Pero cuando esas corrientes de mal se enquistan en instituciones y sociedades, en ideológicas y cosmovisiones, en metodologías de poder y en manejo de las conciencias, estamos frente a lo que se ha llamado el Misterio de la Iniquidad o el Mal con mayúscula. Es fruto de la libertad humana, qué duda cabe, pero que fue adquiriendo casi “vida propia”, y por eso ya se puede hablar de “pecado estructural”. De ese pecado todos formamos parte si no trabajamos aportando bien, luz y amor en esas sombras que opacan a la humanidad con sangre, dolor, violencia y abuso. Estamos frente a la muerte por desnutrición y falta de servicios mínimos de salubridad de miles de personas por año, las desocupación sistemática y los trabajos basura, el maltrato a la mujer y el desprecio a los ancianos, las discriminación masiva por cuestiones étnicas, sexuales, religiosas o simplemente por ser “distintos”, los campos de refugiados y de concentración, la trata de personas, el tráfico de drogas/fármacos y de órganos, la carrera armamentista y los niños soldados, la manipulación de la información y los desniveles insalvables en la educación… hasta la desertificación del planeta y la posible guerra atómica.

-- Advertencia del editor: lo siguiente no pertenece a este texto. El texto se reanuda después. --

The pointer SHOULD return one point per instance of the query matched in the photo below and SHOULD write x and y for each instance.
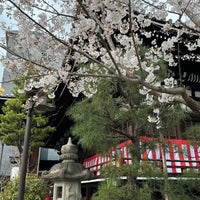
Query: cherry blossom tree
(79, 42)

Se comprende entonces que el trabajo por bien y contra el mal es esencialmente personal y, sin embargo, por ser tal, es necesariamente familiar, grupal y social. Ya no se trata de una contienda de dimensiones hollywoodenses, sino de situaciones sociales, regionales, mundiales y cósmicas de las cuales los cristianos somos necesariamente protagonistas. Con un Papa que hace llamados permanentes en este nivel, apuntando a la concreción de un mundo nuevo en la clave del reino de Dios (que es su sueño de felicidad para la humanidad toda), es triste leer cómo lo empequeñecen colocándolo en un lado u otro de discusiones domésticas y alternativas falsas como la llamada “grieta nacional”.
Es preocupante que la Iglesia esté en silencio o distraída haciendo comentarios superfluos sobre rituales litúrgicos que nada tiene que ver con Jesús de Nazaret, moralinas sexuales de escaso fundamento antropológico y llamando a vivir usos y costumbres de una sociedad de cristiandad que ya no existe. Muchos obispos y laicos, comunidades parroquiales y de movimientos, instituciones educativas y de formación eclesiales pareciera que están “surfeando” a disgusto sobre una realidad global que es negada “añorando ajos y cebollas de Egipto” que, en verdad, nunca estuvieron en los sueños de Dios. Citando de memoria al gran Ireneo de Lyon, “la única gloria de Dios es el hombre viviente”, y todo lo demás son ensoñaciones humanas o grandes contiendas épicas nacidas de la pluma de geniales escritores.